Re: Improving Organization of Govt. based Linked Data Projects from Kingsley Idehen on 2010-03-21 (public-lod@w3.org from March 2010)

From: Kingsley Idehen <kidehen@openlinksw.com>
Date: Sun, 21 Mar 2010 13:32:23 -0400
To: Dan Brickley <danbri@danbri.org>
CC: Hugh Glaser <hg@ecs.soton.ac.uk>, Linked Data community <public-lod@w3.org>
Message-ID: <4BA65827.1070604@openlinksw.com>

Dan Brickley wrote:
> On 21 Mar 2010, at 12:47, Hugh Glaser <hg@ecs.soton.ac.uk> wrote:
>
>> Hi Kingsley, I am right with you - finding stuff is hard.
>> But I do think we could make it easier for all of us.
>> Just the esw wiki alone requires me to put every set I create into a 
>> bunch of places
>
> 10 years ago, looking for RDF on the public Web was like looking for a 
> needle in a haystack.

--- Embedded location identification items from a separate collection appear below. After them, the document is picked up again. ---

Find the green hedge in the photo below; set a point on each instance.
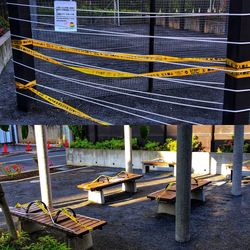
(169, 145)
(24, 243)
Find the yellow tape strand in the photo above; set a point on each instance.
(59, 104)
(20, 44)
(115, 55)
(114, 74)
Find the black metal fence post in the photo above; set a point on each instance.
(182, 10)
(238, 31)
(152, 23)
(21, 29)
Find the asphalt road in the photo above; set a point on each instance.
(57, 158)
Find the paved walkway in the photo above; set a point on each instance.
(221, 223)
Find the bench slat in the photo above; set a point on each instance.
(70, 226)
(104, 184)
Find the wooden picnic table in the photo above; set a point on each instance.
(78, 234)
(95, 188)
(166, 197)
(245, 171)
(158, 162)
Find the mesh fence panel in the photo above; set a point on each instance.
(133, 18)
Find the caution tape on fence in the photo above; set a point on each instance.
(59, 104)
(235, 67)
(113, 55)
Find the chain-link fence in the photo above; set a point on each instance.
(142, 27)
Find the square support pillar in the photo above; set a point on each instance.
(83, 243)
(166, 208)
(145, 168)
(198, 194)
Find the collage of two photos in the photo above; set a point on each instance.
(124, 124)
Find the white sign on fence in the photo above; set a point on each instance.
(65, 16)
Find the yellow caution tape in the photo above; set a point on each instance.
(115, 55)
(115, 74)
(58, 103)
(20, 44)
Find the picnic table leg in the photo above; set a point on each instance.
(198, 195)
(83, 243)
(129, 186)
(96, 196)
(30, 226)
(166, 208)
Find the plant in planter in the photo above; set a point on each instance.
(23, 242)
(153, 146)
(12, 170)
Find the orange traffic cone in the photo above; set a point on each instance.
(28, 147)
(5, 149)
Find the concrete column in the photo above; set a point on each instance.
(183, 183)
(237, 159)
(7, 215)
(128, 148)
(42, 157)
(67, 134)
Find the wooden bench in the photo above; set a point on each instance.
(158, 162)
(166, 197)
(78, 234)
(95, 188)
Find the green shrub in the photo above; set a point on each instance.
(47, 243)
(23, 242)
(170, 145)
(7, 243)
(196, 144)
(228, 147)
(110, 144)
(152, 145)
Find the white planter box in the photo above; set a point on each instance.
(202, 162)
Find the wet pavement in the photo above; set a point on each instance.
(26, 161)
(222, 222)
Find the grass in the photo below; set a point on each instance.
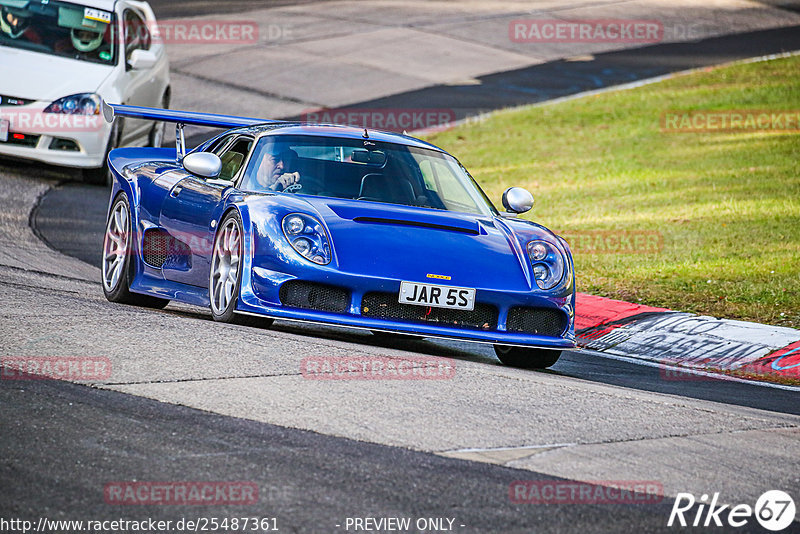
(727, 205)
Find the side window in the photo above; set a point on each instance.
(233, 157)
(218, 147)
(136, 32)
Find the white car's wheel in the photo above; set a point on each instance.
(117, 262)
(226, 273)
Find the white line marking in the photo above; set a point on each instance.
(522, 448)
(689, 370)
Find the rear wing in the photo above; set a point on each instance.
(181, 119)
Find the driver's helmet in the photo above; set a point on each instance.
(86, 40)
(14, 22)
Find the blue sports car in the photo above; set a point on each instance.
(336, 225)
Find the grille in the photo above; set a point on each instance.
(155, 247)
(385, 306)
(28, 140)
(312, 296)
(542, 321)
(13, 101)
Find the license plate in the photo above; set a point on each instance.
(459, 298)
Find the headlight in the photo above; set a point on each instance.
(307, 236)
(548, 263)
(82, 104)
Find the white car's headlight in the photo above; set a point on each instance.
(80, 104)
(307, 236)
(548, 263)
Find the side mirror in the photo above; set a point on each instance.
(142, 59)
(517, 200)
(203, 164)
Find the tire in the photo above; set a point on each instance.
(526, 358)
(102, 175)
(156, 136)
(225, 277)
(117, 268)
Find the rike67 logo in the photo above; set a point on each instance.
(774, 510)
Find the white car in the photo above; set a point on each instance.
(59, 60)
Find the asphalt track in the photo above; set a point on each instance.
(312, 482)
(70, 219)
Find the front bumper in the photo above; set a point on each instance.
(69, 141)
(260, 295)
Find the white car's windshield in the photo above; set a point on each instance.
(364, 170)
(58, 28)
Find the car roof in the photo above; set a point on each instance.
(336, 130)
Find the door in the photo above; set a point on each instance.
(187, 213)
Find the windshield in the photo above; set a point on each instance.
(365, 170)
(58, 28)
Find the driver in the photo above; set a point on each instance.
(16, 23)
(272, 173)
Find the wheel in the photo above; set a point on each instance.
(226, 274)
(117, 269)
(156, 136)
(102, 175)
(394, 336)
(526, 358)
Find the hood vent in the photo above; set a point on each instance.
(402, 222)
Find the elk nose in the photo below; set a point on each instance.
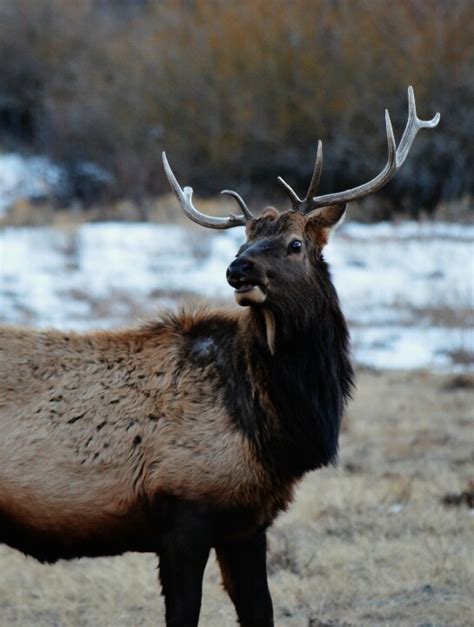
(238, 271)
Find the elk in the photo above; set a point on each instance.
(190, 432)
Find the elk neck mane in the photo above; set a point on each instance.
(285, 387)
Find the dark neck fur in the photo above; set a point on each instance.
(289, 398)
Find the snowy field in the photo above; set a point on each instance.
(406, 289)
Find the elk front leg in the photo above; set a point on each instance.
(243, 565)
(184, 547)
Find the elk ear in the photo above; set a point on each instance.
(322, 222)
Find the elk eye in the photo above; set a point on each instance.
(295, 246)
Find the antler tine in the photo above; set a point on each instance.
(245, 210)
(301, 204)
(395, 159)
(185, 200)
(413, 126)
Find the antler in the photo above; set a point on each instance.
(395, 159)
(185, 199)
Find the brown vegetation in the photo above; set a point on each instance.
(242, 90)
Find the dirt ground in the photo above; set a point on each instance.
(370, 542)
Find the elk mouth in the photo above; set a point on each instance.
(249, 294)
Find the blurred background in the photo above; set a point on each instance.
(91, 92)
(238, 93)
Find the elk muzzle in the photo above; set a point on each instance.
(244, 277)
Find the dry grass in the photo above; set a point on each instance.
(368, 543)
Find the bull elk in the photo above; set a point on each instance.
(190, 432)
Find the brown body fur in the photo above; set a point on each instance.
(95, 426)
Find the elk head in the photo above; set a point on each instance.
(282, 254)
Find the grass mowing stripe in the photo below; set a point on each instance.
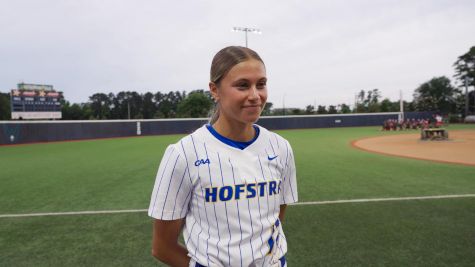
(380, 199)
(70, 213)
(292, 204)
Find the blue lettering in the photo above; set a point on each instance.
(239, 190)
(202, 161)
(251, 189)
(211, 194)
(272, 187)
(262, 188)
(223, 196)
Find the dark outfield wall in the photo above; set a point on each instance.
(19, 132)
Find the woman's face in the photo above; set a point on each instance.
(242, 93)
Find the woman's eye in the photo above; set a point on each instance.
(242, 85)
(261, 85)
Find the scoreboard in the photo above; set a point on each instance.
(35, 101)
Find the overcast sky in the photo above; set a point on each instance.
(316, 52)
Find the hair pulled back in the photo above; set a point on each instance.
(223, 62)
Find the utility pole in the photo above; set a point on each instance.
(246, 30)
(466, 96)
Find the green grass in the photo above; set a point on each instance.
(119, 174)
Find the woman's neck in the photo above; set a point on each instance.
(241, 132)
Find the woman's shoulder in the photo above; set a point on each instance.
(264, 132)
(188, 143)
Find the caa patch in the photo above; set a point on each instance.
(202, 161)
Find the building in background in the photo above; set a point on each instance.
(35, 101)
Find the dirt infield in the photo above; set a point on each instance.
(459, 149)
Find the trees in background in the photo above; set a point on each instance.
(437, 94)
(4, 106)
(465, 77)
(197, 104)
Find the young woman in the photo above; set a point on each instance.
(228, 183)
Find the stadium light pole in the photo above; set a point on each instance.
(246, 30)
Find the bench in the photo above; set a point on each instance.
(434, 134)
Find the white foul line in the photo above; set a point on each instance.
(293, 204)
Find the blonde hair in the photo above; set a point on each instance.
(222, 63)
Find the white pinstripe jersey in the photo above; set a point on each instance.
(230, 197)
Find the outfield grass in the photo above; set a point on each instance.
(117, 174)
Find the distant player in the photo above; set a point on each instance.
(228, 183)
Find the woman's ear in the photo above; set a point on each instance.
(214, 91)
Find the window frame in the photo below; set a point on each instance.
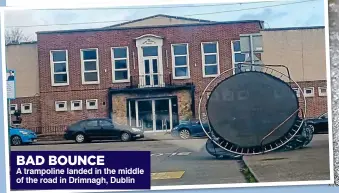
(88, 107)
(60, 109)
(10, 108)
(234, 63)
(83, 66)
(73, 108)
(23, 111)
(52, 63)
(113, 59)
(203, 59)
(187, 62)
(309, 95)
(321, 93)
(298, 91)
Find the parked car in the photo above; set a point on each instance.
(318, 124)
(21, 136)
(101, 129)
(188, 129)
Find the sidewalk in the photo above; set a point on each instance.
(308, 164)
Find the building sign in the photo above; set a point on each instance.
(11, 86)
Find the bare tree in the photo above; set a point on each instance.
(15, 36)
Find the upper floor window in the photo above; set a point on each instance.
(90, 66)
(237, 57)
(210, 59)
(180, 61)
(59, 67)
(120, 64)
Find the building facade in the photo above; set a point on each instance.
(149, 72)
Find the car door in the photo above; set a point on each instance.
(196, 128)
(92, 129)
(108, 129)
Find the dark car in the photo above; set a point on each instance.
(190, 129)
(318, 124)
(101, 129)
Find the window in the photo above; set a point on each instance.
(309, 92)
(92, 123)
(237, 57)
(180, 61)
(76, 105)
(13, 108)
(210, 59)
(105, 123)
(26, 108)
(297, 91)
(92, 104)
(322, 91)
(60, 105)
(59, 67)
(90, 66)
(120, 64)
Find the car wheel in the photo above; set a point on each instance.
(16, 140)
(184, 134)
(125, 136)
(311, 127)
(80, 138)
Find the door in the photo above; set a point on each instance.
(145, 114)
(92, 128)
(162, 114)
(108, 130)
(151, 71)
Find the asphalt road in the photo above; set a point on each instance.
(181, 162)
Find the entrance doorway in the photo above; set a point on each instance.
(154, 115)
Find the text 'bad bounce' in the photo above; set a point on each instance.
(92, 160)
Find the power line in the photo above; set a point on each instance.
(208, 13)
(156, 7)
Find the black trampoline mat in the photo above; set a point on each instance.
(247, 106)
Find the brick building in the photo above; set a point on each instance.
(149, 72)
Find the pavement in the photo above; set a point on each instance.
(186, 162)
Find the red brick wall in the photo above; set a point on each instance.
(317, 105)
(31, 120)
(104, 40)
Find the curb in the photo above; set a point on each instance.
(250, 173)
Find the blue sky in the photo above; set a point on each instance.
(309, 13)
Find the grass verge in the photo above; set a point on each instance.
(247, 173)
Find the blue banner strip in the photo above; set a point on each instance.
(46, 170)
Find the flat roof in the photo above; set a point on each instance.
(293, 28)
(147, 27)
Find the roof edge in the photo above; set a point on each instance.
(158, 15)
(293, 28)
(21, 43)
(146, 27)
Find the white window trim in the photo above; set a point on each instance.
(83, 66)
(89, 107)
(23, 111)
(73, 108)
(309, 95)
(203, 60)
(10, 107)
(233, 54)
(187, 61)
(52, 68)
(60, 109)
(113, 65)
(321, 93)
(298, 91)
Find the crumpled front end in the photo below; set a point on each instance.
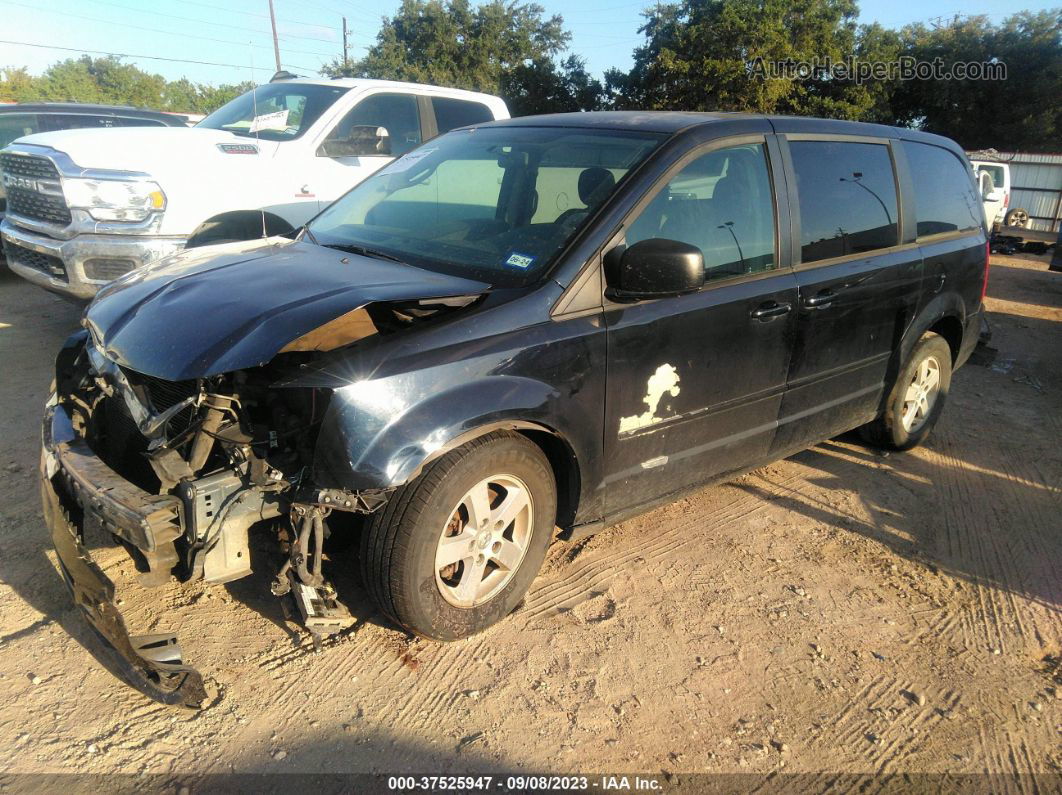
(180, 473)
(151, 662)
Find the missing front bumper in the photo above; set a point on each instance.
(152, 663)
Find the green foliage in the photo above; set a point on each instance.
(696, 56)
(500, 48)
(1022, 113)
(108, 81)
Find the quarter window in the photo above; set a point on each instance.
(848, 197)
(396, 111)
(722, 204)
(451, 114)
(944, 197)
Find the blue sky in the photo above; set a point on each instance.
(233, 35)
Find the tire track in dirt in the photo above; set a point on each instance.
(572, 584)
(972, 530)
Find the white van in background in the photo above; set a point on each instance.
(85, 206)
(996, 195)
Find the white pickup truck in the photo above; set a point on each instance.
(85, 206)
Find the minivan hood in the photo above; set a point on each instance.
(224, 308)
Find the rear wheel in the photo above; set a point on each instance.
(917, 398)
(454, 552)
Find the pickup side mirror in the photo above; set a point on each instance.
(989, 191)
(653, 269)
(363, 140)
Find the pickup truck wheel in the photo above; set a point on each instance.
(454, 551)
(917, 398)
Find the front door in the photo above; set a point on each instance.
(858, 287)
(695, 381)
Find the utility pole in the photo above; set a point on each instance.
(346, 61)
(276, 47)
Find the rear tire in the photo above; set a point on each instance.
(917, 398)
(455, 551)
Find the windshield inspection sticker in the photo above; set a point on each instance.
(269, 121)
(521, 261)
(407, 161)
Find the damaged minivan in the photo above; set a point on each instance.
(518, 330)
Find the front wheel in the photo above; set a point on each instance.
(455, 551)
(917, 398)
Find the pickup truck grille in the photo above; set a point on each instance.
(44, 262)
(23, 178)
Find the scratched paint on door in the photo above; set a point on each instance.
(664, 380)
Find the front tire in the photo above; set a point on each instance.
(917, 398)
(455, 551)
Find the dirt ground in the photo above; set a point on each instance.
(839, 611)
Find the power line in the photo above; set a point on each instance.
(203, 21)
(149, 57)
(156, 30)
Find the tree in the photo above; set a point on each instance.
(698, 54)
(543, 87)
(1020, 113)
(498, 47)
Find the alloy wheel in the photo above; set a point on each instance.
(921, 394)
(484, 540)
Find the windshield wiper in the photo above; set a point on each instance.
(361, 251)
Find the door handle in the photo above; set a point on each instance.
(770, 310)
(824, 298)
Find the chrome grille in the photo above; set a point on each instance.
(30, 203)
(38, 168)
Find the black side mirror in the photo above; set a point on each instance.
(364, 140)
(653, 269)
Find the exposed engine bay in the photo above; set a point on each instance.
(181, 472)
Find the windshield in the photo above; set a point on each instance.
(492, 204)
(276, 111)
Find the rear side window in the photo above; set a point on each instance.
(395, 111)
(451, 114)
(944, 196)
(848, 197)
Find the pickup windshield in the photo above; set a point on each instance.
(492, 204)
(276, 111)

There wasnt much out there and it was poorly 
> linked. So a big part of the thinking that led to the foaf/rdfweb 
> design was to make discovery easier: if you find one rdf doc, you 
> should be able to find most of the rest by following seeAlso and other 
> kinds of links.
>
> Why isn't this enough? 
Because it doesn't lead me explicitly to:

1. RDF Data Set Archives
2. SPARQL endpoints.

It will get me to Linked Data based hypermedia resources, but that's one 
of three distinct items.

The bigger problem is really this, and it was the basis of the best 
practices, do SPARQL endpoint publishers when people hammering their 
endpoints with SPARQL CONSTRUCTS en route to constructing dumps that are 
then loaded into personal or service specific endpoints? Today, even 
with DBpedia outlining the components with absolute clarity, we still 
get loads of visitors attempting to empty the Quad Store via the SPARQL 
endpoint (even when they could simply go load the data sets themselves 
into an RDF store of their choice).
> Perhaps because many of the datasets are huge db exports, crawlers are 
> often overwhelmed and dissapear into depth-first holes? Or because we 
> don't publish triples about doc- and dataset-types in a 
> crawler-discoverable way?
I don't see this as a "Crawler Only" zone or solution. A project should 
make the following crystal clear, ultimately for its own good:

1. RDF Data Set Archives
2. SPARQL Endpoints
3. URIs pattern examples for Published Linked Data.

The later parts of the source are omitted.